Mike, I will try the "Patch 1" from the link and update you accordingly. for patching I am using SLES 10 machine. Hence I posted it on the different thread. I see the panics on both Redhat 5 and SLES 10. regards, Sudhir
Mike, I will try the "Patch 1" from the link and update you accordingly. for patching I am using SLES 10 machine. Hence I posted it on the different thread. I see the panics on both Redhat 5 and SLES 10. Since we started developement during redha5 beta we cleaned up our code to use "scsi_do_req" and scsi_request and went ahead with "scsi_execute_async" functionality. Its too late in the program already to make changes to use block layer functions. If we can workaround using the patch we will go a head with the current changes and start heading in the direction you suggested using block layer functions. regards, Sudhir
Sudhir, How did you guys get that scatterlist with the offset at the end? Are you guys using something like sg iovecs or did you use multiple kmallocd buffers? You may just want to use alloc_page or alloc_pages like sg and st are now.

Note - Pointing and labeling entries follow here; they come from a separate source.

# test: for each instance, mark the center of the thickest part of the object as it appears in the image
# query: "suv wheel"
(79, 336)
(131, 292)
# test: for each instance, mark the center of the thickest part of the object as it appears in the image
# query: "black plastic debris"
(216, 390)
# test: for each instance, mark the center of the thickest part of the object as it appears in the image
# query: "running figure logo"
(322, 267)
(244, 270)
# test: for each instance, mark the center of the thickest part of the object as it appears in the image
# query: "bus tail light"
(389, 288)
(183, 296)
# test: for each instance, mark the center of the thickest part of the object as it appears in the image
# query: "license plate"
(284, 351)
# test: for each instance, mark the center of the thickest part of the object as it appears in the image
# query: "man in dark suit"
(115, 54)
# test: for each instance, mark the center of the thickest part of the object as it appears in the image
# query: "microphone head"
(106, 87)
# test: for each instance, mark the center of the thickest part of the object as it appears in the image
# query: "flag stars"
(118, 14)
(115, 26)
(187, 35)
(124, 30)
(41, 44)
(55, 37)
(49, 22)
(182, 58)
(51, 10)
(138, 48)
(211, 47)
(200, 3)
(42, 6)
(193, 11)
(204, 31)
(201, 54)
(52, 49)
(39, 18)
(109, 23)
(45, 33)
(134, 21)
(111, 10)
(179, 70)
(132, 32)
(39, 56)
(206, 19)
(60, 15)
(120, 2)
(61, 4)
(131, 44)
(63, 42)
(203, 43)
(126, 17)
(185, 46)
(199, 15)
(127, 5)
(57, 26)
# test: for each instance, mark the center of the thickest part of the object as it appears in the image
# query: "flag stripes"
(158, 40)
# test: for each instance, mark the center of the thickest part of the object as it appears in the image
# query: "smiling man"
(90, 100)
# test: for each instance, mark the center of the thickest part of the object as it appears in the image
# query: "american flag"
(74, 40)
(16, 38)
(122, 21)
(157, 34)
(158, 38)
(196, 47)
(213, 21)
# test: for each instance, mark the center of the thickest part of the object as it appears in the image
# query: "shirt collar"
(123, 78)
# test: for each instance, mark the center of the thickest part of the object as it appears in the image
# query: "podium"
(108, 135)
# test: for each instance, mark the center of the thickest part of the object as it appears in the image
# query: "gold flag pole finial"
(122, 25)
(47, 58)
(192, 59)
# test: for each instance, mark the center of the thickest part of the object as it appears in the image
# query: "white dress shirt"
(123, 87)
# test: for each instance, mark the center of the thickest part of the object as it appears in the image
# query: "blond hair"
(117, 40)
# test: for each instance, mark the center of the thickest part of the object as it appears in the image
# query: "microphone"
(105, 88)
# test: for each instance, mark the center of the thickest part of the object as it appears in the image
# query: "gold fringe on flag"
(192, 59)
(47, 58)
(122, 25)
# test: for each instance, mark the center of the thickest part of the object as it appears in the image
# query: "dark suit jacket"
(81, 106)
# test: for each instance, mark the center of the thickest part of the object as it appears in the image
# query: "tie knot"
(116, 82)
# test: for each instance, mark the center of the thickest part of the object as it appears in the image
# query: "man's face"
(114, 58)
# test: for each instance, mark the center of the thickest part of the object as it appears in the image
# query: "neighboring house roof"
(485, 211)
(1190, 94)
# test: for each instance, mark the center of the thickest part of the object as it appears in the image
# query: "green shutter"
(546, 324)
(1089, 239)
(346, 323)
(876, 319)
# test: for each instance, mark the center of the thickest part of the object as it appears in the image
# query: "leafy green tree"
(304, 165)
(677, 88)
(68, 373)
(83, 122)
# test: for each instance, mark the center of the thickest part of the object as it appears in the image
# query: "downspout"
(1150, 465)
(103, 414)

Mike, We register to scsi_host_template's queue command interface. I am passing the request_buffer and request_bufferlen that we get through the scsi_cmnd from queuecommad directly to the scsi_execute_async. We are not using sgiovecs, we are not allocating buffers for the scsi_cmnd. Sudhir
I applied the patch to SLES 10 and SLES 10 SP1 since the source code was readily available and I compiled only "scsi_mod". The problem was reproduced in those distributions as well. With the patch the IO's are running successfuly for more than 12 hours on 1 system running SLES 10 and another running SLES 10 SP1. Is there a documentation of how to get the RHEL source code and compile it. I guess the patch is very trivial, since KABI promised the availabliity of "scsi_execute_async" we went ahead and used it. What is the mechanism to apply the patch to go into Redhat 5 ? since the release is very close ? Sudhir
(In reply to comment #9) > I guess the patch is very trivial, since KABI promised the availabliity > of "scsi_execute_async" we went ahead and used it. I am not sure if we made any promise we would support it like how you are using it though. It was only meant to support what is in the upstream kernel. If your code is not upstream and you never try to get it there, it is very difficult for people to guess what you want to do.
LSI, have you guys found a workaround? Given your usage comments upstream, the only thing I could think of is to clone bios and bvecs from incoming requests, stick the clones on a new request, then send new request with blk_rq_execute_no_wait. If the request did not have a bio then you would have to set the data field to the data field of the incoming request (this would not work for scatterlists but only data buffers).
Mike, Currently we are working around the problem by not calling the scsi_execute_async and scsi_execute_req. Soon we will try to follow your suggestion and clone the bios and bvecs. This problem can be closed since in future you are going to remove the scsi_execute_async totally. Thanks for all your help. regards, Sudhir
Closing per Comment #15.